One variation uses a book of assorted poems instead of a dictionary. A rhyming quatrain is chosen by the picker. The first three lines are read and a fake fourth line must be made up by the other players which acts like the fake definitions.

Another variation asks players to write the first line of a novel using the title and the blurb read out from the back of the book as clues.

==Academic use==

The dictionary game is sometimes suggested as a game to teach vocabulary.

== Other versions of the game ==

===Board and party games===
The board games Balderdash, Dictionary Dabble, Flummoxed, and Weird Wordz are based on Fictionary. In one round of the board game Derivation, players describe or fabricate a word's etymology; players who provide a correct etymology receive one point for doing so, but their entries are then removed from play, and they lose their chance to receive multiple points by drawing multiple votes from other players. Similarly, in the board game Wise and Otherwise, the Picker randomly chooses a quotation and reads the beginning, and other players try to create realistic endings to the quotation.

===Radio and television===
Fictionary is featured as a segment on the weekly US National Public Radio quiz show Says You!, where it is known as the bluffing round.

In the UK, Call My Bluff was a popular daytime BBC television panel game based on Fictionary, which ran from 1965 to 1988, and was revived in 1996. Two teams of three players (journalists, B and C list celebrities, etc.) compete. A player from one team has to decide between the three proposed definitions provided by the opposing team. If the first player correctly identifies the true definition of the word, they earn their team a point. If they are wrong, the team which provided the definitions are awarded the point. Call My Bluff was first aired in October 1965, with Robin Ray as chair. Presenter Robert Robinson chaired it for many years. The series finished on 18 June 2004, with a Comic Relief special in 2011.

Other television game shows based on the concept include Take My Word For It and Wordplay. In Japan, Tahoiya (たほいや) featured the game under the same name. The 30 minute late night game show aired on Fuji TV in 1993, and was rebroadcast on Fuji TV 739 satellite channel in 2008. Tahoiya, originally meaning "a cabin used for boar hunting", was one of the chosen words in early game play.

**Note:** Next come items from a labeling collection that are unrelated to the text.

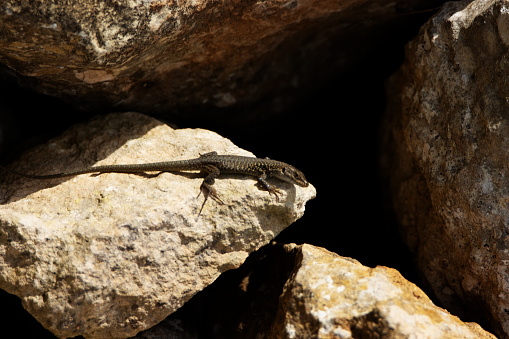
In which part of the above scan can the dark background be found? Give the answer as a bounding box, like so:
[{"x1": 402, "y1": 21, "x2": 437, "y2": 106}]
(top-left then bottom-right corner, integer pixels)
[{"x1": 0, "y1": 7, "x2": 433, "y2": 338}]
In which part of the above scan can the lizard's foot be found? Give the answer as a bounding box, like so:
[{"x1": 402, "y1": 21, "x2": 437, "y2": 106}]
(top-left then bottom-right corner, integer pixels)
[
  {"x1": 198, "y1": 182, "x2": 224, "y2": 215},
  {"x1": 267, "y1": 185, "x2": 282, "y2": 202}
]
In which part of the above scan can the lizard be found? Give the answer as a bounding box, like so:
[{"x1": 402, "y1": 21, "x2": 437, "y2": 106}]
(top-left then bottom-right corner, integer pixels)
[{"x1": 3, "y1": 151, "x2": 309, "y2": 215}]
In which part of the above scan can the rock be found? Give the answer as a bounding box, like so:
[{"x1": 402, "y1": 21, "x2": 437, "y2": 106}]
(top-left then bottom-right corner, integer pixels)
[
  {"x1": 268, "y1": 245, "x2": 495, "y2": 339},
  {"x1": 381, "y1": 0, "x2": 509, "y2": 338},
  {"x1": 0, "y1": 113, "x2": 315, "y2": 338},
  {"x1": 132, "y1": 242, "x2": 495, "y2": 339},
  {"x1": 0, "y1": 0, "x2": 440, "y2": 116}
]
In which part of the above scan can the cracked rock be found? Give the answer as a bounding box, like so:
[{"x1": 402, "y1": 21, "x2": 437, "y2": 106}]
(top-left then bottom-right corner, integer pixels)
[
  {"x1": 382, "y1": 0, "x2": 509, "y2": 338},
  {"x1": 0, "y1": 113, "x2": 315, "y2": 338}
]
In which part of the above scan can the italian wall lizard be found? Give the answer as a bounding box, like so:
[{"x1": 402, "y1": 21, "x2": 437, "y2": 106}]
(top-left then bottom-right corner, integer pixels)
[{"x1": 6, "y1": 152, "x2": 309, "y2": 213}]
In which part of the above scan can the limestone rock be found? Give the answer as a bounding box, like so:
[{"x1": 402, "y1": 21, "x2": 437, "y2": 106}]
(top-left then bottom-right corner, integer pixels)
[
  {"x1": 267, "y1": 245, "x2": 495, "y2": 339},
  {"x1": 133, "y1": 242, "x2": 495, "y2": 339},
  {"x1": 382, "y1": 0, "x2": 509, "y2": 338},
  {"x1": 0, "y1": 0, "x2": 436, "y2": 114},
  {"x1": 0, "y1": 113, "x2": 315, "y2": 338}
]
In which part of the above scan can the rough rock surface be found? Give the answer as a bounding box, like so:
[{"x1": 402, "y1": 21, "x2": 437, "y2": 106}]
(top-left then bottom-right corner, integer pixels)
[
  {"x1": 268, "y1": 245, "x2": 495, "y2": 339},
  {"x1": 132, "y1": 243, "x2": 495, "y2": 339},
  {"x1": 382, "y1": 0, "x2": 509, "y2": 338},
  {"x1": 0, "y1": 113, "x2": 315, "y2": 338},
  {"x1": 0, "y1": 0, "x2": 440, "y2": 114}
]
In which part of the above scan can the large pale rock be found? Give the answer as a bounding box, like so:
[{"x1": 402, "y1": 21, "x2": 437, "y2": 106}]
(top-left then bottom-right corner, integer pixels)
[
  {"x1": 0, "y1": 113, "x2": 315, "y2": 338},
  {"x1": 0, "y1": 0, "x2": 436, "y2": 114},
  {"x1": 267, "y1": 245, "x2": 495, "y2": 339},
  {"x1": 136, "y1": 242, "x2": 495, "y2": 339},
  {"x1": 382, "y1": 0, "x2": 509, "y2": 338}
]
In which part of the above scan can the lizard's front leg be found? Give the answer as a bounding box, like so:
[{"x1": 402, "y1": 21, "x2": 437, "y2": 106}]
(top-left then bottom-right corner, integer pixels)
[{"x1": 198, "y1": 165, "x2": 224, "y2": 215}]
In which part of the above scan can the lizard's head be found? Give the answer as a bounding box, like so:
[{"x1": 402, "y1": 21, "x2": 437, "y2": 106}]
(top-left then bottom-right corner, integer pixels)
[{"x1": 271, "y1": 164, "x2": 309, "y2": 187}]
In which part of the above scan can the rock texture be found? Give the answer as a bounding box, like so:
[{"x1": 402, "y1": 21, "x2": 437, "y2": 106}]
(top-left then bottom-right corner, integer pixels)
[
  {"x1": 267, "y1": 245, "x2": 495, "y2": 339},
  {"x1": 382, "y1": 0, "x2": 509, "y2": 338},
  {"x1": 0, "y1": 113, "x2": 315, "y2": 338},
  {"x1": 0, "y1": 0, "x2": 440, "y2": 114}
]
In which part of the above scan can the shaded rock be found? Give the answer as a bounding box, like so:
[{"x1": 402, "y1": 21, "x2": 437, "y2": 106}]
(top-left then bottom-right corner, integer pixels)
[
  {"x1": 0, "y1": 113, "x2": 315, "y2": 338},
  {"x1": 382, "y1": 0, "x2": 509, "y2": 338},
  {"x1": 0, "y1": 0, "x2": 440, "y2": 114}
]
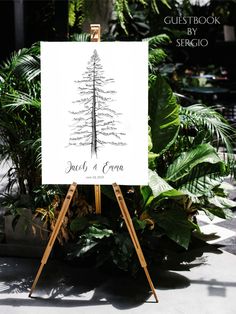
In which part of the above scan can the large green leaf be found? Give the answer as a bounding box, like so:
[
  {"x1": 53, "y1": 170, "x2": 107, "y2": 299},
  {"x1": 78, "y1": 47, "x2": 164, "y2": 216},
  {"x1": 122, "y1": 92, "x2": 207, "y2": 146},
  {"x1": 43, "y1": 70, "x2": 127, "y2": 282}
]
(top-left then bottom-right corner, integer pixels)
[
  {"x1": 208, "y1": 195, "x2": 236, "y2": 209},
  {"x1": 166, "y1": 144, "x2": 223, "y2": 182},
  {"x1": 148, "y1": 169, "x2": 173, "y2": 197},
  {"x1": 178, "y1": 175, "x2": 223, "y2": 197},
  {"x1": 149, "y1": 76, "x2": 180, "y2": 153}
]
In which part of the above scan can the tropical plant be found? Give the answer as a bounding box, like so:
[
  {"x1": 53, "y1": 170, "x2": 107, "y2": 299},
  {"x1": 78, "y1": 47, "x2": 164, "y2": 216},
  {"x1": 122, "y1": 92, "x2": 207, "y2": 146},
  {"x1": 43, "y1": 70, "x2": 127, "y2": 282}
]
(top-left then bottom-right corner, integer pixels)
[
  {"x1": 1, "y1": 35, "x2": 236, "y2": 272},
  {"x1": 60, "y1": 35, "x2": 236, "y2": 272}
]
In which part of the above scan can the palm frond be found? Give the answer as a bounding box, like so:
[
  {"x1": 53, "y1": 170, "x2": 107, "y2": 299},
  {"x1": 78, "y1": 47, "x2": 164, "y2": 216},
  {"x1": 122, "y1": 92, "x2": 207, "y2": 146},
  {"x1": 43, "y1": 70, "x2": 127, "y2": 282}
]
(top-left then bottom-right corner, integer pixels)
[
  {"x1": 15, "y1": 55, "x2": 40, "y2": 81},
  {"x1": 3, "y1": 91, "x2": 41, "y2": 111},
  {"x1": 180, "y1": 104, "x2": 236, "y2": 162}
]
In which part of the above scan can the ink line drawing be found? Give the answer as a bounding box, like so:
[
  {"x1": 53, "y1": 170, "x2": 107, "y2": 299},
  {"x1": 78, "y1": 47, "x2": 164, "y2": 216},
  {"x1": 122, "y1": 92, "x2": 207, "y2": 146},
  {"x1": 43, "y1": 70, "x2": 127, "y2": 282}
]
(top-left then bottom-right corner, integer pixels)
[{"x1": 67, "y1": 49, "x2": 127, "y2": 158}]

===Electronic and online games===
A version of the game called Dixonary has been running online since July 4, 1989, for the first fifteen years on CompuServe in its Tapcis Forum. It is believed that this game is the longest-running on-line game, and has run for more than 3,600 rounds. In May 2005, the game moved to its own website when CompuServe disconnected the forum. Since May 2007 it has been played in a Google Group, and has a support site at www.dixonary.net, which has an archive of the game that goes back, with minor gaps, to its inception in 1989.

Jackbox Games produced multiple editions of Fibbage, a game in which the players use their mobile devices to choose categories, write fake answers, and vote for the real answers. However, the questions are general trivia.

Jackbox also produced Dictionarium, with the key difference that the words are all made-up instead of picked from an unabridged dictionary. It has two additional rounds: In the second round, players make up synonyms to the winning definitions. In the final round, players use the synonyms in a sentence.

==Trademarks==

Fictionary was a trademark of Mayfair Games Inc. until 2006. It was a trademark for equipment sold as a unit for playing the game. The game itself is not and can not be trademarked.